И добавлял со свойственной ему в такие минуты мягкостью:
– Я же сказал, Антоша, что интересно тебе будет посмотреть, когда подрастёшь. А сейчас тебе ещё рано. Там ни оловянных солдатиков, ни Буратино нет.
И таинственная шкатулка чинно водворялась на место.
Сухой яблоневый лист, вертясь в воздухе, упал на плечо Антона, замершего со шкатулкой в руках.
Взявшись правой рукой за крышку, он осторожно открыл её.
Внутри шкатулки лежала связка пожелтевших бумаг, массивный золотой перстень, Георгиевский крест и серебряный бокал.
Антон опустился на лавку, поставил шкатулку перед собой.
Сухой лист, сорвавшись с его плеча, упал в траву.
Антон взял в руки перстень. Он был увесистым, из золота с красноватым отливом. На перстне теснился вензель ФТ.
– Эф тэ… – прошептал Антон, надел перстень на безымянный палец правой руки, и странное волнение овладело им.
– Эф тэ… эф тэ…
Он в задумчивости трогал перстень, разглядывая его. Тонкая изящная работа, прошлый век…

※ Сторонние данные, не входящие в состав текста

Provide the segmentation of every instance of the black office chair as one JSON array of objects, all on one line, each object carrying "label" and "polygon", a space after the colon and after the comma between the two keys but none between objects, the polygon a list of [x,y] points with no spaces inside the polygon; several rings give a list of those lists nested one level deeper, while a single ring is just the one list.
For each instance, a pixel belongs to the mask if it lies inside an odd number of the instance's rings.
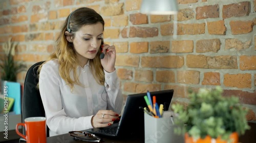
[{"label": "black office chair", "polygon": [[[39,89],[37,88],[38,78],[37,69],[45,61],[39,62],[32,65],[28,70],[24,82],[22,117],[23,122],[26,118],[32,117],[45,117]],[[47,136],[49,136],[49,129],[47,127]],[[26,134],[23,128],[23,132]],[[23,140],[23,139],[22,139]]]}]

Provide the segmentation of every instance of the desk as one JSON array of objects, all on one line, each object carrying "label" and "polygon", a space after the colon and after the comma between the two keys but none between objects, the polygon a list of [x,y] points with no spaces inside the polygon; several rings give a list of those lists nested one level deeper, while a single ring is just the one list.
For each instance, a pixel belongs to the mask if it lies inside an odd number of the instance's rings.
[{"label": "desk", "polygon": [[[256,142],[256,123],[249,123],[251,129],[247,130],[245,134],[239,137],[239,141],[241,143],[255,143]],[[104,138],[104,143],[142,143],[143,139],[111,139]],[[85,143],[81,141],[74,140],[73,137],[69,134],[65,134],[52,137],[47,137],[47,143]],[[176,143],[176,142],[175,142]],[[178,142],[177,142],[178,143]]]}]

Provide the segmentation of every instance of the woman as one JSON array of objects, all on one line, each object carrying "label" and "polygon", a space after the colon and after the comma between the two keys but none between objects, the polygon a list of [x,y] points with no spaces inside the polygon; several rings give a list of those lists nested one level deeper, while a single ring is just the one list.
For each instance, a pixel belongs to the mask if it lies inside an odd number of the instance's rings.
[{"label": "woman", "polygon": [[[91,9],[71,13],[55,52],[39,67],[39,88],[50,136],[106,127],[120,120],[123,98],[116,50],[103,44],[104,24]],[[100,59],[102,52],[105,56]]]}]

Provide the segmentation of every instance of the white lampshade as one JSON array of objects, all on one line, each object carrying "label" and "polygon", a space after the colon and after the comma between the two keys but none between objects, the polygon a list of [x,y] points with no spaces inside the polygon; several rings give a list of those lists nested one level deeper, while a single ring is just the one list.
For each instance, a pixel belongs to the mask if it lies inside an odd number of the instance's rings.
[{"label": "white lampshade", "polygon": [[177,14],[176,0],[143,0],[140,12],[152,15]]}]

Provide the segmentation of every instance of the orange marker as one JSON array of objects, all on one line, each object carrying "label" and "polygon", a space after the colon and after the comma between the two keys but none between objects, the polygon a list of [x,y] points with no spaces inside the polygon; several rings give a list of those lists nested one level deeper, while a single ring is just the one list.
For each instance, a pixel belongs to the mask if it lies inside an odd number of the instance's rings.
[{"label": "orange marker", "polygon": [[155,115],[157,115],[157,112],[156,111],[156,103],[157,102],[157,99],[155,96],[153,96],[153,112]]}]

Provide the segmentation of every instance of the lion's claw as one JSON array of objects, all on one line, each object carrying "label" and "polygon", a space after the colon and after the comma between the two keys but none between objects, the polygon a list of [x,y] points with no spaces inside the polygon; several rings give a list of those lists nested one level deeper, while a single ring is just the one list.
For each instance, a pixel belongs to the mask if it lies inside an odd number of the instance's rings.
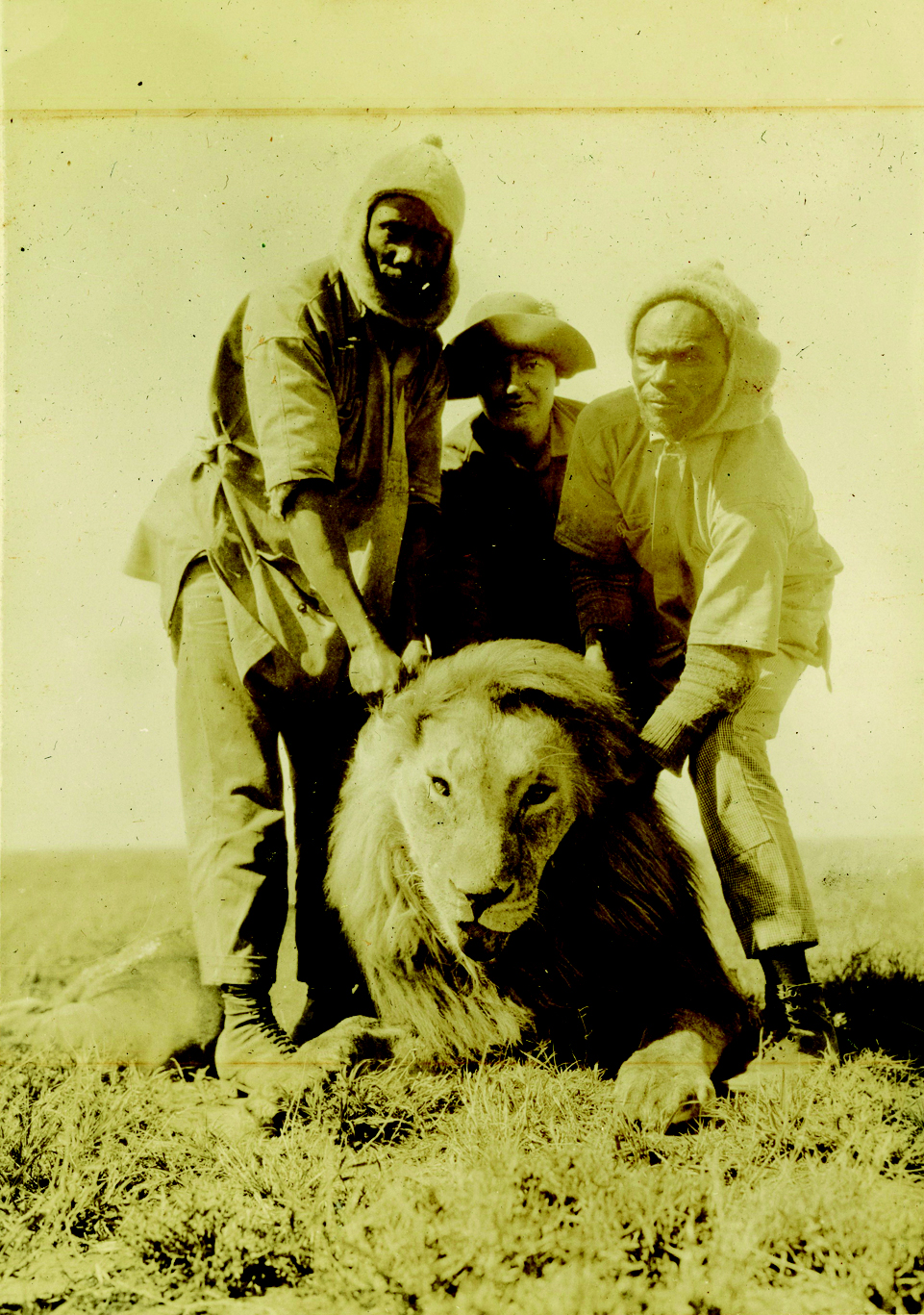
[{"label": "lion's claw", "polygon": [[706,1112],[715,1102],[706,1044],[695,1032],[673,1032],[631,1055],[615,1085],[626,1118],[664,1132]]}]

Он вынул из шкатулки рюмку. На её сильно потемневшем боку стоял тот же вензель.
Поставив рюмку на стол, Антон взял в руки Георгиевский крест.

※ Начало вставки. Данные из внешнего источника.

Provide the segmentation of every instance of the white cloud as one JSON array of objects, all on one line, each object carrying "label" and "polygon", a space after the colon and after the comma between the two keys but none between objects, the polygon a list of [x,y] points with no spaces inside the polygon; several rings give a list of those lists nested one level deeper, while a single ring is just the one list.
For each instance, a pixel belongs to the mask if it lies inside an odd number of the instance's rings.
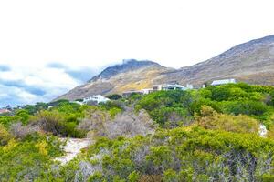
[{"label": "white cloud", "polygon": [[[273,6],[272,0],[0,1],[0,79],[30,86],[30,95],[45,91],[48,100],[124,58],[190,66],[273,34]],[[55,62],[65,66],[47,66]]]}]

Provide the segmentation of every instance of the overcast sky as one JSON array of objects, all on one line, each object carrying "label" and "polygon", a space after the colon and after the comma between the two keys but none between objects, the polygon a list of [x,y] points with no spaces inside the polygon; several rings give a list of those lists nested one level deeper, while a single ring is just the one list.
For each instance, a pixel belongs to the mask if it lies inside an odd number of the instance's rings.
[{"label": "overcast sky", "polygon": [[273,0],[0,1],[0,106],[49,101],[125,58],[181,67],[274,34]]}]

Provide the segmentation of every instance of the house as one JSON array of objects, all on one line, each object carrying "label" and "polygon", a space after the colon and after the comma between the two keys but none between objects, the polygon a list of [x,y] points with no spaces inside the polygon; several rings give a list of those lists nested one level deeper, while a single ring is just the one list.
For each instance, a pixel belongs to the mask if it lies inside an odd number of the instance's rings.
[{"label": "house", "polygon": [[130,91],[123,92],[121,96],[123,97],[129,97],[132,94],[141,94],[141,95],[143,95],[143,92],[142,91],[137,91],[137,90],[130,90]]},{"label": "house", "polygon": [[147,95],[153,92],[153,88],[142,89],[142,94]]},{"label": "house", "polygon": [[235,79],[214,80],[211,86],[221,86],[226,84],[236,84]]},{"label": "house", "polygon": [[178,84],[166,84],[162,86],[162,90],[187,90],[187,87]]},{"label": "house", "polygon": [[78,100],[70,101],[70,103],[74,103],[74,104],[78,104],[78,105],[83,105],[84,104],[83,102],[78,101]]},{"label": "house", "polygon": [[162,86],[163,86],[162,85],[154,85],[153,87],[153,91],[160,91],[160,90],[163,89]]},{"label": "house", "polygon": [[0,115],[10,113],[11,111],[6,108],[0,108]]},{"label": "house", "polygon": [[96,104],[100,104],[100,103],[106,103],[108,101],[110,101],[110,99],[101,95],[95,95],[83,99],[83,103],[85,104],[89,102],[95,102]]}]

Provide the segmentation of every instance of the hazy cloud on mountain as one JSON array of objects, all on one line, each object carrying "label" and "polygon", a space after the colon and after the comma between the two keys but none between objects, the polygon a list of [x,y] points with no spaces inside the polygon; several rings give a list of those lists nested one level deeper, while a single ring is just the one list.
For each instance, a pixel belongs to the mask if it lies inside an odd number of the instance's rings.
[{"label": "hazy cloud on mountain", "polygon": [[58,62],[44,66],[0,66],[0,106],[48,102],[90,79],[91,68]]}]

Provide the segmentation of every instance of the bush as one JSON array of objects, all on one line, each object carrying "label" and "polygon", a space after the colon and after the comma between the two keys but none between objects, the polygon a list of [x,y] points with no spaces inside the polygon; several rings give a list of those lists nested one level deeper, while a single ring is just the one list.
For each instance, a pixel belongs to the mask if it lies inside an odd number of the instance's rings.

Солнце заиграло на нём, и вместе с искрами, вспыхнувшими на гранях, вспыхнуло в голове Антона давно забытое, слышанное в детстве: дедушка был георгиевским кавалером, воевал в армии Самсонова, был ранен в голову немецкой шрапнелью, демобилизован и умер через четыре года в заснеженном холодном Петрограде, оставив в наследство двадцатилетнему отцу три металлические коробки с уникальными хирургическими инструментами, коллекцию тропических жуков и огромную библиотеку.
– Дедушка… – пробормотал Антон, – Андрей Федорович, Андрей Федоров Денисьев… Но почему ФТ?
Положив крест рядом с бокалом, он взял перевязанные шёлковой лентой бумаги, развязал, развернул.
Одна из бумаг оказалась пожелтевшим письмом с обтрёпанными краями. Антон стал читать, с трудом разбирая нервный почерк:
Друг мой, Александр Иваныч, вы знаете, как я всегда гнушался этими мнимопоэтическими профанациями внутреннего чувства, этою постыдною выставкою напоказ своих язв сердечных…
Боже мой, Боже мой, да что общего между стихами, прозой, литературой, целым внешним миром и тем… страшным, невыразимо невыносимым, что у меня в эту самую минуту в душе происходит, – этою жизнию, которою вот уже пятый месяц я живу и о которой я столько мало имел понятия, как о нашем загробном существовании. И она-то – вспомните же, вспомните о ней – она – жизнь моя, с кем так хорошо было жить, так легко и так отрадно, она же обрекла меня на эти невыносимые адские муки.